The new generation of employees I have described in Why Work (Simon & Schuster 1988) are especially willing to cooperate within such a framework. These offspring of dual career families have learned at an early age to participate in teams. When it makes sense, they will share leadership in a heterarchy. They are emotionally less involved in the Oedipal drama of the 19th and early 20th century middle class nuclear family in which the father is sole wage earner. Rather than compete or identify with father figures at work, they want good coaches who are more detached.
They are also quicker to understand that interactive teams can facilitate success and also be emotionally satisfying, especially if work allows some playfulness. They tie their career aspirations more to developing their competence than to advancing in a particular company. In a sense, they are in business for themselves, and with good leadership will become good partners. (Incidentally, some of the young Chinese engineers I met recently in Beijing fit this social character).
Building Trust
In the West as in the East, productive organizations require trust that cooperation will be rewarded. In the East, this trust has been created by strong protective father figures and clan-like organization. It has been supported by shared ownership of networks of companies (the Japanese keiretsu) which place the highest values on both product quality and employment security. In the West, trust results from a combination of implicit or, preferably, enforceable contract and mutual understanding. It is maintained by open dialogue about expectations in an ever changing environment. (Notably, senior managers hired into companies today demand contracts).
In an economy of continual innovation and reengineering of work, it is unrealistic to promise employment security. Factory jobs in the West will continue to be automated or move to lower wage labor markets. Whenever possible, simple service jobs will be automated, and the ones that remain will require advanced skills. Increasingly, employment security depends on mobile and marketable technical and social skills including entrepreneurial initiative. Companies can increase a sense of security by cooperating with employees in developing these skills.
Trust can also be increased by involving employees and their representatives in the strategic planning process, so that they can influence change to take account of their interests. This is the aim of the Workplace of the Future which was negotiated by AT&T, Communication Workers of America (CWA) and International Brotherhood of Electrical Workers (IBEW) in 1992 bargaining.

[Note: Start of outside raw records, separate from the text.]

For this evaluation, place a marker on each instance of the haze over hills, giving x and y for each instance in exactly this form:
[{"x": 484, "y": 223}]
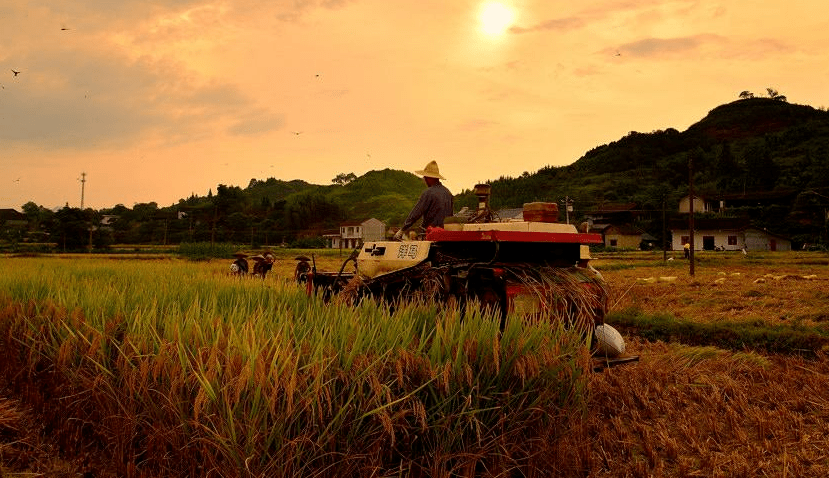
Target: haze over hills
[
  {"x": 748, "y": 146},
  {"x": 773, "y": 154}
]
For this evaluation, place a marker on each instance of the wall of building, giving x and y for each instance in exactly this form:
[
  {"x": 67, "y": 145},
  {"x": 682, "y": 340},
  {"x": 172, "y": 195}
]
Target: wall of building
[
  {"x": 757, "y": 240},
  {"x": 374, "y": 230}
]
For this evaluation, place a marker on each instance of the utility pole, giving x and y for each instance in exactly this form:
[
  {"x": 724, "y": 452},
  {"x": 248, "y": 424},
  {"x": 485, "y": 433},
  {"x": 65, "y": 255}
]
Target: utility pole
[
  {"x": 664, "y": 234},
  {"x": 83, "y": 184},
  {"x": 568, "y": 206},
  {"x": 691, "y": 212}
]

In return for this influence, the unions agreed to cooperate with management in supporting transformation to a TQM workplace. Agreements such as this may prove valuable in the Western economic system, given that the dominant values of management are not to create a caring family but rather to lead a winning team which is scored quarterly by financial analysts and investors. Although such agreements may appear to constrain managerial freedom, there is much to be gained from mutual commitment. It is in the interest of managers, employees, and owners to increase the trust essential for TQM. In the Western context, this will require a framework that demystifies hierarchy by re-defining the ideal organization and the roles of both leadership and followership.